Even with a $312,000 annual salary, Varela must have somehow thought himself among the needy:
Former Central City accountant John Soto is accusing the CEO of using Central City health-care funds to bolster the rest of his for-profit businesses.
Yikes. Doesn't get much worse than that. In response, the Central City board alleges that "Central City owed money to Dr. Varela and was merely using an unconventional way to pay him back" (as reported by chief investigator Ted Rohrlich).
But seeing as the board is composed of Varela's friends, it's hard to take anything they say very seriously. Especially when there's no record of any loans from Varela beyond $22,000 in 2003, and nobody can really agree on the numbers anyway.
The Center For Public Accountability
The accusatory Soto, of course, was fired as soon as he brought the suspicious expenses to Varela's attention, on grounds of not meeting Central City's job requirements. As Soto's lawyer so snidely put it:
"Unless [Central City's] job requirements required him to join in the conspiracy to bilk taxpayers and charitable foundations out of money to help poor people receive health care, [Soto] fully and ably met [them]."
So now we've got both city employees AND swindling charity hoarders to worry about? No wonder California's in a $90 billion hole.
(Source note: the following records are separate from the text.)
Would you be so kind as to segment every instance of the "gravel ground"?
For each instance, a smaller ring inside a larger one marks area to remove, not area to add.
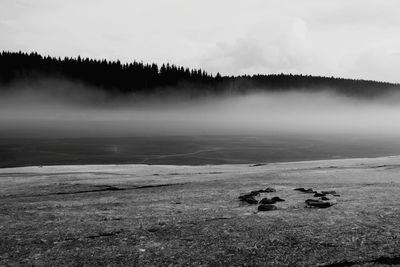
[[[400,157],[4,168],[0,265],[400,265],[399,171]],[[277,210],[238,200],[266,187]],[[297,187],[340,196],[308,208]]]

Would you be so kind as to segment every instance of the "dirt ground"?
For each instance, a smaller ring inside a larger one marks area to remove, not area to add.
[[[0,169],[0,265],[400,265],[400,157]],[[257,212],[238,196],[274,187]],[[335,190],[307,208],[296,187]]]

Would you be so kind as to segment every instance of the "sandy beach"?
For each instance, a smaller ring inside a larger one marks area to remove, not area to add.
[[[0,265],[400,264],[400,157],[0,169]],[[272,187],[258,212],[238,196]],[[309,208],[334,190],[334,205]]]

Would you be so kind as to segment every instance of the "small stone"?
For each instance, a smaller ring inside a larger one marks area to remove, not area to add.
[[[307,203],[307,205],[309,205],[311,207],[316,207],[316,208],[320,208],[320,209],[329,208],[330,206],[333,205],[330,202],[325,202],[325,201],[316,200],[316,199],[307,199],[305,202]]]
[[[277,210],[278,208],[275,205],[271,204],[262,204],[258,206],[258,211],[270,211],[270,210]]]
[[[258,201],[252,195],[239,196],[240,201],[247,202],[248,204],[258,204]]]
[[[321,193],[322,193],[322,194],[325,194],[325,195],[335,195],[335,194],[336,194],[336,191],[334,191],[334,190],[321,191]]]
[[[260,204],[275,204],[276,201],[269,198],[263,198],[260,200]]]
[[[295,188],[293,190],[300,191],[300,192],[306,192],[306,189],[304,187]]]
[[[282,199],[282,198],[280,198],[280,197],[273,197],[272,200],[275,200],[276,202],[285,201],[284,199]]]
[[[276,192],[276,190],[272,187],[267,187],[264,189],[264,193],[273,193]]]

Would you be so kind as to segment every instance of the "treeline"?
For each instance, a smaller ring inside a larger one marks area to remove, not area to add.
[[[180,82],[210,83],[213,76],[201,69],[189,69],[172,64],[144,64],[95,60],[89,58],[55,58],[38,53],[0,54],[0,79],[10,83],[18,79],[63,77],[105,89],[122,92],[143,91],[175,86]]]
[[[193,85],[213,92],[245,92],[249,89],[287,91],[292,89],[333,89],[348,95],[374,96],[399,90],[399,84],[292,74],[223,76],[201,69],[173,64],[144,64],[94,60],[89,58],[55,58],[38,53],[0,53],[0,82],[9,84],[21,79],[66,78],[105,90],[150,92],[177,85]]]

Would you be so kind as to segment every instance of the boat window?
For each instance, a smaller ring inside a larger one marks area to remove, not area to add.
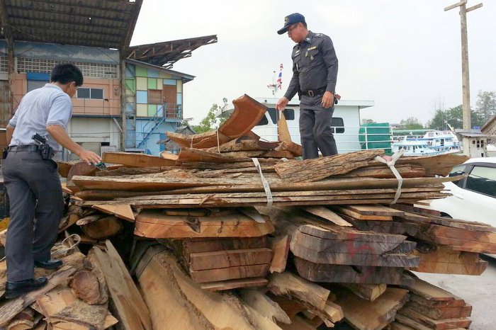
[[[283,111],[284,113],[284,117],[286,120],[295,120],[295,110],[294,109],[286,109]]]
[[[264,125],[267,125],[269,124],[269,120],[267,120],[267,116],[266,115],[264,115],[264,117],[260,119],[260,121],[259,122],[258,124],[257,124],[257,126],[262,126]]]
[[[466,188],[496,198],[496,168],[474,166],[467,178]]]
[[[331,130],[332,133],[344,133],[344,122],[343,118],[339,117],[333,117],[331,118]]]

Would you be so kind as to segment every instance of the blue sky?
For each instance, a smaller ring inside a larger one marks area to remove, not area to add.
[[[271,96],[273,72],[291,79],[293,42],[276,30],[299,12],[313,32],[331,37],[339,60],[337,91],[372,100],[361,118],[422,123],[441,106],[461,104],[460,18],[444,8],[456,0],[144,0],[131,45],[216,34],[173,69],[196,76],[184,85],[184,117],[196,123],[213,103],[247,93]],[[469,0],[468,6],[478,1]],[[468,13],[470,92],[496,91],[496,1]]]

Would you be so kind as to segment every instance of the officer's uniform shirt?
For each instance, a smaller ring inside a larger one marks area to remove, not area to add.
[[[58,125],[64,130],[72,114],[69,95],[53,84],[30,91],[21,101],[9,125],[16,127],[9,146],[35,144],[33,135],[38,133],[47,138],[54,152],[60,146],[47,132],[49,125]]]
[[[284,96],[288,100],[300,91],[325,89],[333,94],[337,79],[338,62],[332,40],[327,35],[308,31],[307,37],[293,48],[293,78]],[[302,95],[300,108],[322,108],[324,92],[315,96]]]

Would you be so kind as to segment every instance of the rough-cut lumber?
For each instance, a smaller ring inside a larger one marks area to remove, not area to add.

Truth bomb No. 1: Central City's oversight board is composed primarily of Varela's friends -- even his sister, Helen. Which, according to chief investigator Rohrlich, is a big no-no. "Federal regulations and Central City's bylaws bar a brother or sister of an employee from serving on the board," he writes.
Board members' close ties with Varela may have something to do with their ignorance (feigned, most likely) to the web of financial sketchiness behind the wholesome exterior of the publicly funded clinics.
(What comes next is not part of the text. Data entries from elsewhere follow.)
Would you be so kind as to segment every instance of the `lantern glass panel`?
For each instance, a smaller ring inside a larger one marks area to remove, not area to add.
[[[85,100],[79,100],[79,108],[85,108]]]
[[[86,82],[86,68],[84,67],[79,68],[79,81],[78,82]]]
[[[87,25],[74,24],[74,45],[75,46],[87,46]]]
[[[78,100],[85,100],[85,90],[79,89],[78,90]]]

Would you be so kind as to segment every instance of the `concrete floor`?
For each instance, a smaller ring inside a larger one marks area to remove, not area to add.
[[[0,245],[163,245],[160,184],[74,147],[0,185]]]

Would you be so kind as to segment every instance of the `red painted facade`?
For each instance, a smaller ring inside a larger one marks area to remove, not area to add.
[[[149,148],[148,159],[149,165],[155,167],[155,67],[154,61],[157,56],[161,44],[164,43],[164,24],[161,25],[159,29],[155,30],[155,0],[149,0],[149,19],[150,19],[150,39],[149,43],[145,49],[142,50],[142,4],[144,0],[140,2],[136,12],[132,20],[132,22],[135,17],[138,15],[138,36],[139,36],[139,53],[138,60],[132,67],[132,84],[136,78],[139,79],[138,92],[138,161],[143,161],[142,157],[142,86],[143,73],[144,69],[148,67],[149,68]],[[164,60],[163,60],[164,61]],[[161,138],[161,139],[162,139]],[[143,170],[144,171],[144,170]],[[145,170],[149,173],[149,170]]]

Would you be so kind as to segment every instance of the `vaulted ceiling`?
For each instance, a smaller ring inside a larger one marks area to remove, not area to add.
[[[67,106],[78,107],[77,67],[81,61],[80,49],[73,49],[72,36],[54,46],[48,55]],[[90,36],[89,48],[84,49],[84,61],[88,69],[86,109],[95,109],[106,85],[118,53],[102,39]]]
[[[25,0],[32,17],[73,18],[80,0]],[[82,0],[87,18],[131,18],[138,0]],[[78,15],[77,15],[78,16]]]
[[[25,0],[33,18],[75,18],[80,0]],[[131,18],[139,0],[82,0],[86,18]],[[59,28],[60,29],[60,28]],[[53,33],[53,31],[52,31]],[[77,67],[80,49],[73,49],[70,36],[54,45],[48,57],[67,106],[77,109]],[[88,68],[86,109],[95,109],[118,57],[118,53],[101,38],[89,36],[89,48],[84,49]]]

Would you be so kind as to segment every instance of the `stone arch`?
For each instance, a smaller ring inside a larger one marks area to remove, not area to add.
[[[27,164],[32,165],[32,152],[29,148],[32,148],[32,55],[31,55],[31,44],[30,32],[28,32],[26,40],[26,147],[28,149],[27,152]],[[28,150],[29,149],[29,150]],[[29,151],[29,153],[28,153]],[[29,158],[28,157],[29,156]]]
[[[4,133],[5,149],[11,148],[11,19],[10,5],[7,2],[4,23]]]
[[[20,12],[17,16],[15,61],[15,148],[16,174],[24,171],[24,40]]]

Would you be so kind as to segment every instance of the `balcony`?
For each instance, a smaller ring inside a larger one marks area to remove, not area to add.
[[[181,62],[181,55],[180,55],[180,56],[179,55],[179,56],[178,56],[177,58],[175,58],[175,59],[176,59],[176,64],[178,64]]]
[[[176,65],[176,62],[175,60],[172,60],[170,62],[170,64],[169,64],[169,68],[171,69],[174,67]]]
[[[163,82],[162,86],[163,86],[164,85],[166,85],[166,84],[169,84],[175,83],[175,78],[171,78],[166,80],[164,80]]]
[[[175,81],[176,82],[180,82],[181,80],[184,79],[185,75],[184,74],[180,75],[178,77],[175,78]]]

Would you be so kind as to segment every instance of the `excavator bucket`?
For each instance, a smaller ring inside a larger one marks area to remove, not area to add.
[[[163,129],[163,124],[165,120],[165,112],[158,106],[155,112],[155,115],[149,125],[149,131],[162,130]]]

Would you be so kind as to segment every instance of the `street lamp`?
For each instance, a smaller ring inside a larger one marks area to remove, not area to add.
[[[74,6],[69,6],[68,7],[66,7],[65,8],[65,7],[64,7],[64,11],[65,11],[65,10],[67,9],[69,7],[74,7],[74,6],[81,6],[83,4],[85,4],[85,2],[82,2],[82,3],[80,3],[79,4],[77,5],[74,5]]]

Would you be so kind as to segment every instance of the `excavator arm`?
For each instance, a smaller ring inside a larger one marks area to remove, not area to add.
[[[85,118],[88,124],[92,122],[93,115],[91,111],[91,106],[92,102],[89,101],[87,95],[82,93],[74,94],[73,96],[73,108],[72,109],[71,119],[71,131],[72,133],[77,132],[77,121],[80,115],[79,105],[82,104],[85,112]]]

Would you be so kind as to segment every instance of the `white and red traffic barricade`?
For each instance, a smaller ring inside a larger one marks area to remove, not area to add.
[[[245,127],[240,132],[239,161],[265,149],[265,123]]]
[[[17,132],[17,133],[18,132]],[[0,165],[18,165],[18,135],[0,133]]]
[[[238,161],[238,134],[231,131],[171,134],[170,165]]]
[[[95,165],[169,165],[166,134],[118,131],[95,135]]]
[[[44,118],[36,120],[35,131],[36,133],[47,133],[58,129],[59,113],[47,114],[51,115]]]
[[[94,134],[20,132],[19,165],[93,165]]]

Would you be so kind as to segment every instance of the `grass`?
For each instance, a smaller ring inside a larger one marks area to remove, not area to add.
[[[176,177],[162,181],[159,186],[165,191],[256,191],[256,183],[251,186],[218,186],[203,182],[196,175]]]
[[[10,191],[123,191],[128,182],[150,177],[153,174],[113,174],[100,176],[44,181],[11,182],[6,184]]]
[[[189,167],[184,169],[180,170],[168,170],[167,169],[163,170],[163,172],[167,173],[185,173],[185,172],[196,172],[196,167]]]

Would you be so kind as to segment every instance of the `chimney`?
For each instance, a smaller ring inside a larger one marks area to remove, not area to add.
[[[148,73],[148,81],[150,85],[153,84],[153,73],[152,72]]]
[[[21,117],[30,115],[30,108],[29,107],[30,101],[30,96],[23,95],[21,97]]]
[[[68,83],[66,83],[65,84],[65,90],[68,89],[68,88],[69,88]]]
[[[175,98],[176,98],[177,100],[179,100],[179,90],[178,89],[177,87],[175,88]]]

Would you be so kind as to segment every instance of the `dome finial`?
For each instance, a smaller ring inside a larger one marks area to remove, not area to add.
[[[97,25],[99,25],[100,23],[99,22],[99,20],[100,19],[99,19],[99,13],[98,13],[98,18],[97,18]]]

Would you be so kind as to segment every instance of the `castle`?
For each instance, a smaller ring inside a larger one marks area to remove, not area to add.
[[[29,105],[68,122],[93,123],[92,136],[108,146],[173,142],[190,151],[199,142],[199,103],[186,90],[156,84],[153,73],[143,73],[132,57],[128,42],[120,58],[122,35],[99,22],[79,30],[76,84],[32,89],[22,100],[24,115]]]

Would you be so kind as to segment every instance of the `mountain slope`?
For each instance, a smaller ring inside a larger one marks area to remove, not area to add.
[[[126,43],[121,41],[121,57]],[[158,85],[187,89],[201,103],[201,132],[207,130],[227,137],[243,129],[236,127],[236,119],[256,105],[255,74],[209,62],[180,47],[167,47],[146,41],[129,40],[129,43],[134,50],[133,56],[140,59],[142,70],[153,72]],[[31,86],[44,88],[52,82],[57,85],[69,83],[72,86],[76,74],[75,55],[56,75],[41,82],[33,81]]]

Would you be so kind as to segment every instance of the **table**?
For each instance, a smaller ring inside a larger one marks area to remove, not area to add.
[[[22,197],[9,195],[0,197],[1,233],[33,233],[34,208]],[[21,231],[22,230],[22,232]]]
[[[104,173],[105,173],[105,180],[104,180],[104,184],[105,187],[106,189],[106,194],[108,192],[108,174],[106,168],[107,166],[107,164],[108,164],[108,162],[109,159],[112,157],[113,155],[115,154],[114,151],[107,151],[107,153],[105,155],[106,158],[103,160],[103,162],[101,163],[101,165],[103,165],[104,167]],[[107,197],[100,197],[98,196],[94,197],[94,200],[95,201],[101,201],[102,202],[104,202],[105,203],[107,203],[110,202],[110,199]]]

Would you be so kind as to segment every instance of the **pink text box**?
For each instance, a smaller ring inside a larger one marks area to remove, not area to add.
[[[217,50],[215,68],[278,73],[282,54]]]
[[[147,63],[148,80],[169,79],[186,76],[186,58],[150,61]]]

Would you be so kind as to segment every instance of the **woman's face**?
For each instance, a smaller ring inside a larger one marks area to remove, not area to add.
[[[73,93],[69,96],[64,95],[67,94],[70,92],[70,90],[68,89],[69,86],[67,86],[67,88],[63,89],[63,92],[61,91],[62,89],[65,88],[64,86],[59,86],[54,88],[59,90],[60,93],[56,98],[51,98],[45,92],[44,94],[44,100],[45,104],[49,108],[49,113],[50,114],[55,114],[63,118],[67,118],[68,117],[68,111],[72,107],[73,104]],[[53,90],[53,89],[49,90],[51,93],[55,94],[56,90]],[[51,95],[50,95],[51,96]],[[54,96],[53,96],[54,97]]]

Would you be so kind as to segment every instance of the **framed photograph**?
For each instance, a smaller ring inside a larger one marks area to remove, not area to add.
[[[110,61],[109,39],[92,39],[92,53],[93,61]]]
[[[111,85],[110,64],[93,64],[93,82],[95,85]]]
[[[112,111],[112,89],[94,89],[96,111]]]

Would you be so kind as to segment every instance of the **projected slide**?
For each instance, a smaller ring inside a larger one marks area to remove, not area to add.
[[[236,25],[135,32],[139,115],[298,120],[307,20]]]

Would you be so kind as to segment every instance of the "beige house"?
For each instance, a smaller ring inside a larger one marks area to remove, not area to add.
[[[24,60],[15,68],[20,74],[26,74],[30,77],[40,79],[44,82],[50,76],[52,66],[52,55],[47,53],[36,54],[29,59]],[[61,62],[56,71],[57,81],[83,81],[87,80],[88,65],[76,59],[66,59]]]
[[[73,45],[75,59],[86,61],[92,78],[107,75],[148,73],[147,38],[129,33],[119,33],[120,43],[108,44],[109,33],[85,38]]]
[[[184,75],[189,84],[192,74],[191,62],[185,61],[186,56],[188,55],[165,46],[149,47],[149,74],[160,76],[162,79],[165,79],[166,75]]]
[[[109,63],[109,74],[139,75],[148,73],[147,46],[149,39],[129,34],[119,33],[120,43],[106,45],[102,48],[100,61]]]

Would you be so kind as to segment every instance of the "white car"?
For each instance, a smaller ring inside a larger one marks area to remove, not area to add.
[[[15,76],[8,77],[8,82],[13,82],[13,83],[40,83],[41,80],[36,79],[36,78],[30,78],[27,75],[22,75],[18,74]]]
Aside from the fact that the board sets Varela's $312,000-per-year salary at "nearly twice the average of medical directors of clinics of Central City's size" (according to their own salary study, which Rohrlich obtained) and more than three times the salary of the previous executive director, Central City has often misreported the number in grant applications to the federal government.
"In one of the applications," reads the report, "Central City told prospective funders from the Department of Heath and Human Services that it paid its chief executive only $220,000 a year."
Aside from his own ridiculous paycheck, Varela is linked to the receiving end of just about every one of Central City's outgoing checks -- whether it be a medical group, a consulting firm or private contractor. Oh, and then there's the $2.1 million Central City paid to a psychology firm that none of the board members have even heard of: that of Beverly Hills-based psychologist Marion Arom.
Unsurprisingly, Arom could not be reached for comment.